El pasado lunes 21 marcó el centenario de la desaparición de Vladimir Ilich Lenin, cerebro y líder indiscutible de la revolución bolchevique de 1917, que dio sentido real y práctico a la ideología marxista del SXIX.
La muerte temprana de Lenin, en 1924, con la gloria de haber liquidado toda huella del régimen zarista y de un intento republicano burgués, elevó su imagen a los altares en la temprana Unión de Repúblicas Socialistas Soviéticas. Nació el culto a su memoria, que tuvo una expresión concreta en la momificación de su cadáver, dando lugar a un rito, comparable a la peregrinación preceptuada de los islámicos a la Meca. Era visita obligada a su mausoleo para cuantos militantes o simpatizantes comunistas iban a Moscú y, por supuesto, para todo el pueblo soviético.

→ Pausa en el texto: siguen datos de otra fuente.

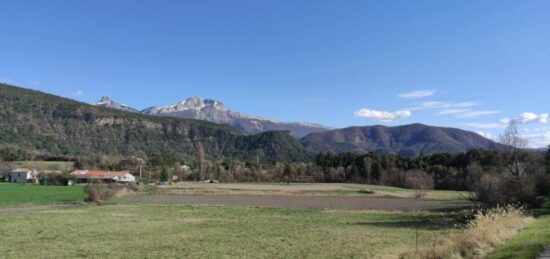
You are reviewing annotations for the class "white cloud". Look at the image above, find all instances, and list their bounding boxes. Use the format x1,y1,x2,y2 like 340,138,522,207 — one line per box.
476,131,495,140
409,101,478,111
520,129,550,148
501,112,548,125
466,123,506,129
32,81,40,85
438,109,470,115
354,109,411,122
469,113,547,129
398,90,435,99
73,90,84,96
456,110,501,118
438,109,500,118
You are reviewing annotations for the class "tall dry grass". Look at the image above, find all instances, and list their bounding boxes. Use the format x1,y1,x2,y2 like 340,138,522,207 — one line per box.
400,206,533,259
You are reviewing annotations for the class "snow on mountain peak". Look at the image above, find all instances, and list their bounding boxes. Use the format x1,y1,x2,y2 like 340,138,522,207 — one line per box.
94,96,136,112
95,96,113,105
95,94,330,138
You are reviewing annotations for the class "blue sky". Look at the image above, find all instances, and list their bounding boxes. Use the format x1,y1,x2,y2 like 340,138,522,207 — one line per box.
1,0,549,147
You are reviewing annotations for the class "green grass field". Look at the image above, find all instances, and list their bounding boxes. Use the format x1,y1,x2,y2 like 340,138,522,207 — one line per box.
0,204,460,258
0,183,85,206
0,182,542,258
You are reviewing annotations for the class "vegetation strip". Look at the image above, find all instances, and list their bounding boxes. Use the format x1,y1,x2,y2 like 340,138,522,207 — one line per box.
401,206,533,259
487,200,550,258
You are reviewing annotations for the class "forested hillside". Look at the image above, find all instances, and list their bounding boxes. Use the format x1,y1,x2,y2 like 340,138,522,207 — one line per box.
0,84,310,163
301,124,503,156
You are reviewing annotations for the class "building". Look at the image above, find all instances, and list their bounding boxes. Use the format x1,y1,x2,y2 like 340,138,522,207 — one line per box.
70,170,136,183
9,168,39,183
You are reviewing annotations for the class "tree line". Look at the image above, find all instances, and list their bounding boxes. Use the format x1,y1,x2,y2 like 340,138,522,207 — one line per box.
2,124,549,208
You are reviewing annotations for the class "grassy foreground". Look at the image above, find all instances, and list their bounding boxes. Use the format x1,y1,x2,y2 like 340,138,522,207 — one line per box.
486,215,550,259
0,204,458,258
0,183,85,206
487,199,550,258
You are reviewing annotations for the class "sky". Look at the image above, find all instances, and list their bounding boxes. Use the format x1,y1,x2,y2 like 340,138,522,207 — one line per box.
1,0,549,147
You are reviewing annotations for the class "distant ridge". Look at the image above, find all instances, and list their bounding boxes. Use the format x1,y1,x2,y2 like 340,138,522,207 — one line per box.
300,123,503,156
94,95,331,138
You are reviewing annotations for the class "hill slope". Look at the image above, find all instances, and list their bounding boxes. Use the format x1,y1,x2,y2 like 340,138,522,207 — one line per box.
0,83,310,163
300,124,502,156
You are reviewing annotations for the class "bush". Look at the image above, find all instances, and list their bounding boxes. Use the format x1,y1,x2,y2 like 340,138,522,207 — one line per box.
400,206,533,259
84,183,124,204
471,172,539,208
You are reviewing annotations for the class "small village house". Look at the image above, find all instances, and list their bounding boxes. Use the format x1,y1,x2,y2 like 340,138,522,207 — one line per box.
70,170,136,183
9,168,39,183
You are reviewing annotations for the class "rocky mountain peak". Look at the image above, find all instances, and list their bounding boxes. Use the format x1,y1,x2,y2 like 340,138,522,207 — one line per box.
94,96,137,112
97,94,330,138
96,96,114,105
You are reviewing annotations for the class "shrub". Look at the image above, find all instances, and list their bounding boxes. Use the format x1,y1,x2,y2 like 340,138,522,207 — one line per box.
400,206,533,259
471,172,539,208
84,183,124,204
358,188,375,194
144,184,164,195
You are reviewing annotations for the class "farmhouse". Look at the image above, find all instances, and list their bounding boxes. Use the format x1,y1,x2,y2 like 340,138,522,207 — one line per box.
9,168,39,183
70,170,136,183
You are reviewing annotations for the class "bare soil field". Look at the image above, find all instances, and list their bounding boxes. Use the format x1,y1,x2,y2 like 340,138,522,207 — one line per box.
120,194,469,212
159,182,470,200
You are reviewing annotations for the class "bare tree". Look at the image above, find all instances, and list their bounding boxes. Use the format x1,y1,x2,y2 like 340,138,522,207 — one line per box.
403,170,434,199
0,161,14,181
499,123,530,193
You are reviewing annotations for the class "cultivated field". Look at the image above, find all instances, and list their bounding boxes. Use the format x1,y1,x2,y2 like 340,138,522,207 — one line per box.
121,194,467,212
159,182,470,200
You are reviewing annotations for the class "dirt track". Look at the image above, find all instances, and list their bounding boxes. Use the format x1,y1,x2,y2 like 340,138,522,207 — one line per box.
121,194,470,212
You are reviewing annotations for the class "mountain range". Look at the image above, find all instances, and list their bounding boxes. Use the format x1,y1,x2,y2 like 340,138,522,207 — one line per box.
300,124,503,156
0,83,504,160
0,83,310,163
94,96,332,138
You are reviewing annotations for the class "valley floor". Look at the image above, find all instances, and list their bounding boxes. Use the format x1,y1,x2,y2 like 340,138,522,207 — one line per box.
1,182,545,258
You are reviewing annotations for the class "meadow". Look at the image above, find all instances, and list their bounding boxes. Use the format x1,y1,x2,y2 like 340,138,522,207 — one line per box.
0,182,546,258
0,204,460,258
0,183,85,206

La brutalidad contumaz de su sucesor en el poder, José Stalin, alimentó el mito de que con Lenin había desaparecido, el “líder bondadoso” del comunismo. Esta creencia se fortaleció en 1956, cuando Nikita Krushchov hizo público parte del prontuario de crímenes de Stalin, un genocidio que, de paso, incluyó a los lideres del politburó, aliados de Lenin, todos llevados al paredón.

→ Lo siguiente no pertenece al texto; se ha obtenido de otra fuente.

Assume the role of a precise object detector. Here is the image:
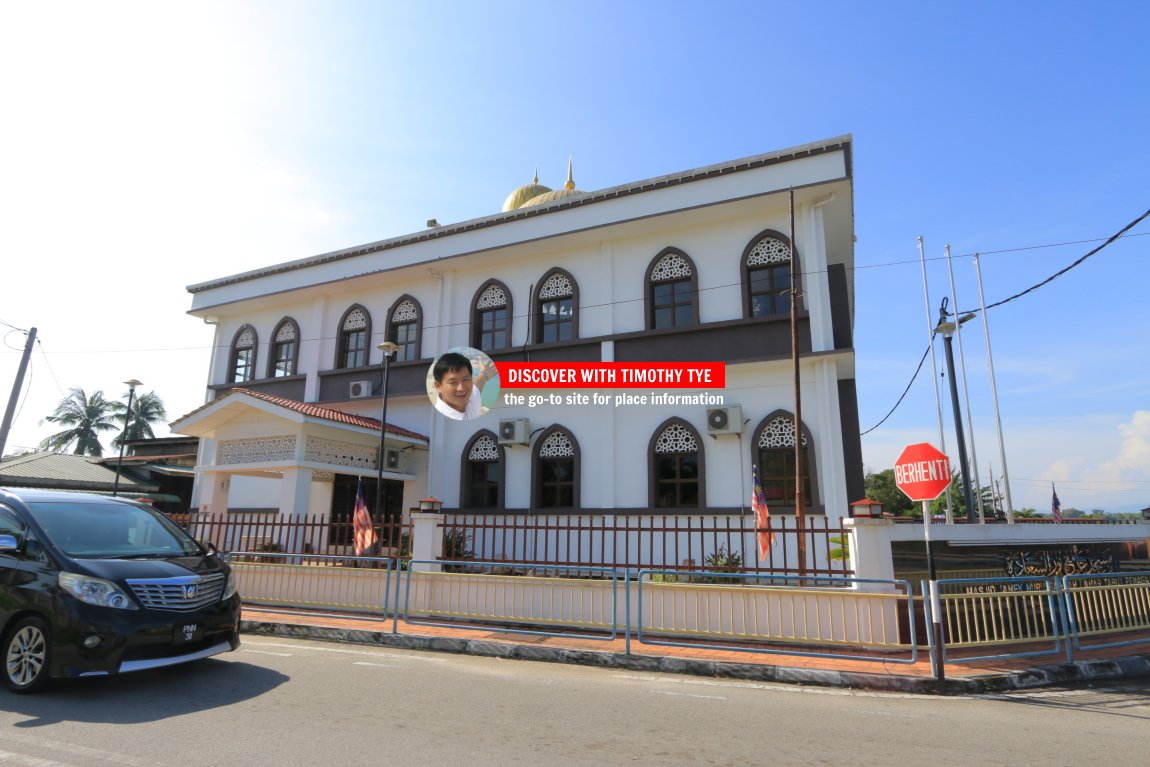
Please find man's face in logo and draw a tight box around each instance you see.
[434,366,474,413]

Pero tampoco Lenin en sus pocos años en el poder había sido en absoluto bondadoso. En uso de su lógica revolucionaria, donde el fin justifica los medios, fue implacable en liquidar cuanto ser humano perturbase la consolidación del asalto comunista al poder y para tal fin su estrecho aliado fue Leon Trotsky, sanguinario fundador del Ejercito Rojo, ejecutor de horribles matanzas. Otro, por cierto, que por haber sido asesinado por orden de Stalin, también algunos piensan que fue un “comunista bueno”.

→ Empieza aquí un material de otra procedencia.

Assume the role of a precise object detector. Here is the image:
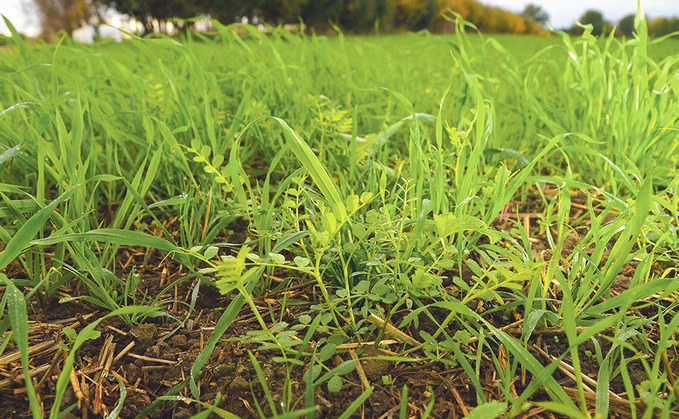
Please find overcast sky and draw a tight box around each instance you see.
[2,0,679,36]
[482,0,679,29]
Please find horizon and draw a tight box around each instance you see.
[2,0,679,36]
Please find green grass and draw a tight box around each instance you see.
[1,12,679,418]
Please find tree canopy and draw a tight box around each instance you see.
[91,0,545,35]
[579,10,606,36]
[26,0,679,39]
[648,17,679,37]
[619,14,635,35]
[521,4,548,28]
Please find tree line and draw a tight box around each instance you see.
[28,0,679,38]
[31,0,550,36]
[91,0,552,35]
[572,10,679,37]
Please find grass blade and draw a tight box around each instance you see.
[337,386,373,419]
[0,187,75,270]
[272,117,346,220]
[2,275,42,418]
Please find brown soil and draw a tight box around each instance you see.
[1,188,678,418]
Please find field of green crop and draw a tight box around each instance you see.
[1,11,679,418]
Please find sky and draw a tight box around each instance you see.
[2,0,679,36]
[482,0,679,29]
[1,0,40,36]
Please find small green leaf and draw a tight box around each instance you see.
[63,327,77,341]
[438,259,456,269]
[269,253,286,264]
[293,256,310,267]
[346,194,359,213]
[212,154,224,168]
[320,312,333,325]
[409,268,441,292]
[333,360,356,376]
[303,364,322,382]
[328,375,343,393]
[204,246,219,259]
[87,330,102,341]
[354,280,370,294]
[351,223,366,239]
[318,343,336,362]
[284,199,298,208]
[435,213,485,238]
[321,211,337,233]
[453,330,471,343]
[366,210,379,224]
[467,400,507,419]
[271,322,289,333]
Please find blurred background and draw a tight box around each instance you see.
[1,0,679,42]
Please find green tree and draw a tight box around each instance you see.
[648,17,679,37]
[619,14,635,35]
[97,0,201,34]
[339,0,393,32]
[298,0,346,29]
[392,0,438,31]
[579,10,606,36]
[521,4,548,28]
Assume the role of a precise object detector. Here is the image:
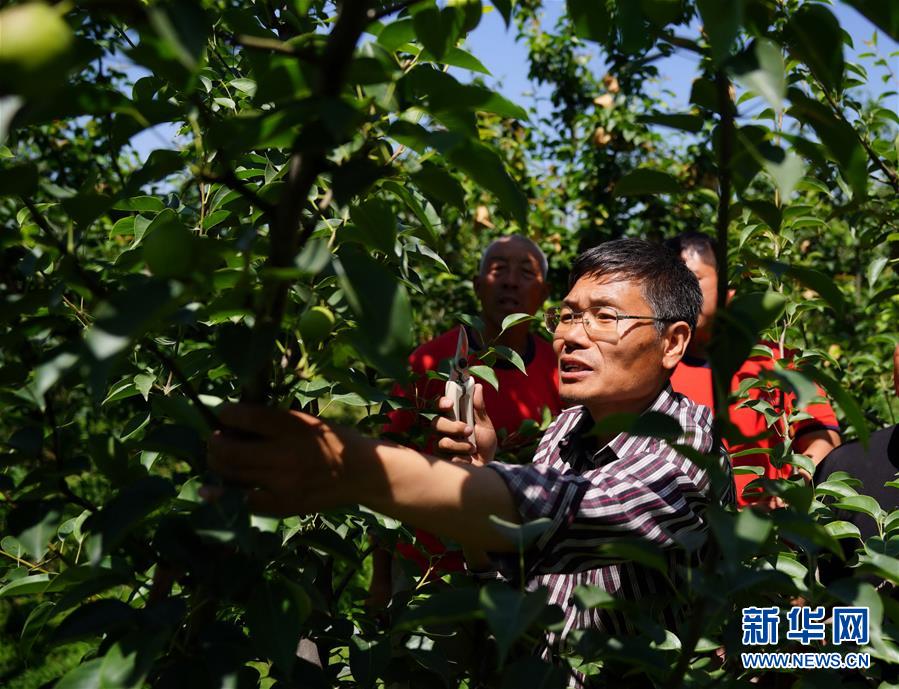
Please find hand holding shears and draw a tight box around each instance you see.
[444,328,477,449]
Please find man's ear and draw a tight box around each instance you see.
[661,321,692,372]
[726,288,736,305]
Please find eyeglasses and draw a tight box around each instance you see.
[543,306,682,341]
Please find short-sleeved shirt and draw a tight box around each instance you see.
[385,325,561,571]
[670,344,840,506]
[485,384,735,654]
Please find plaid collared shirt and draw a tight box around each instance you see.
[484,383,735,654]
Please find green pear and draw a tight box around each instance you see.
[0,2,74,97]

El mausoleo de Lenin ha salido de los itinerarios de visita. A su olvido ha contribuido Vladimir Putin, nada comunista, quien se inspira en los desmanes ultranacionalistas de Stalin. Lenin, por su parte, era apasionado del internacionalismo, pero eso no es del gusto del actual oligarca del kremlin.
(*) Bye bye Lenin, título de ingeniosa película alemana de Wolfgang Becker, de 2003.